Hacker News new | past | comments | ask | show | jobs | submit login
Launch HN: Runops (YC W21) – A better cloud shell for production apps
97 points by andriosr on March 8, 2021 | hide | past | favorite | 23 comments
Hello HN! I'm Andrios, from Runops.io - we're building a proxy to commands you run in the terminal that adds Git, code reviews in Slack, and removes sensitive data from results. It's like the Cloud Shells from GCP/AWS, but with more features and using your local zsh/bash terminal.

You run an AWS CLI command in the terminal and it goes to Runops instead of AWS. Runops adds the command to Git and gets peer reviews (when required) in Slack before sending it to AWS. After it runs, we deliver the results back in the terminal, but with all sensitive data masked. It works for AWS, Kubernetes, databases, and others.

I was leading the Infra team at a Fintech (pismo.io/en), and we wanted to give autonomy to all developers in production. But we couldn’t give them direct access due to compliance requirements. The solution was to have a small number of people (my team) with "full access" to production systems. Engineers would ask us when they needed to run one-off scripts in production. Our goal was to deliver automations so that other teams wouldn't need to ask us to do things. We would build a way for them to do it with compliance, security, and reliability.

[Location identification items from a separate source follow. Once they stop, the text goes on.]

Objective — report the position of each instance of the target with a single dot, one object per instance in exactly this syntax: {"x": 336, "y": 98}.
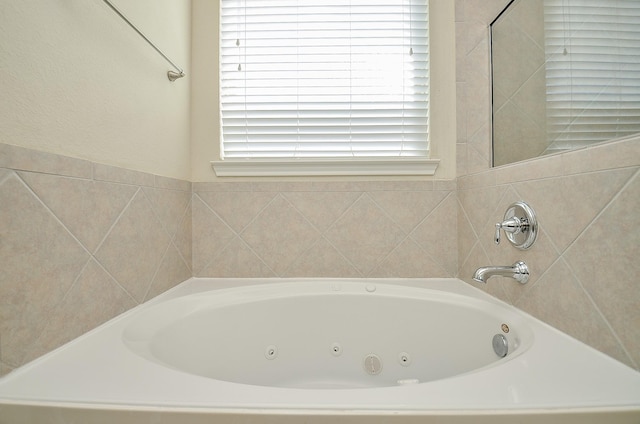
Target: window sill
{"x": 324, "y": 167}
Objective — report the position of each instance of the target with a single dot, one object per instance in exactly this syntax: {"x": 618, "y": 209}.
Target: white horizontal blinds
{"x": 336, "y": 78}
{"x": 592, "y": 70}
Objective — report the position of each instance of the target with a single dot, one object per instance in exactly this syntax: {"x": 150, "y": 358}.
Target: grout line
{"x": 115, "y": 221}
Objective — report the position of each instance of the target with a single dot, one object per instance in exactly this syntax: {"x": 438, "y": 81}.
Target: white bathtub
{"x": 418, "y": 350}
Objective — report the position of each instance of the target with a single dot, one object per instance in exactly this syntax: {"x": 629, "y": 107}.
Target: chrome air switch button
{"x": 500, "y": 345}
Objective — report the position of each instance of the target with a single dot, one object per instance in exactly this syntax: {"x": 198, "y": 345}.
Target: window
{"x": 330, "y": 87}
{"x": 592, "y": 71}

It didn't work. We were spending 80% of the time processing the queue of requests, and 20% building automations. The backlog was always increasing, and the team was burning out. Engineers were not happy as their requests took a long time to process and clients were angry at them.

But some nice automations came out of that. For instance: we needed to review ad-hoc prod database reads to avoid bad queries. So we built a Jenkins pipeline that ran SQL queries from Git after code review using Flyway. Any engineer could run queries in prod, leaving traces on who did it, reviews, when it happened, and why, for every query.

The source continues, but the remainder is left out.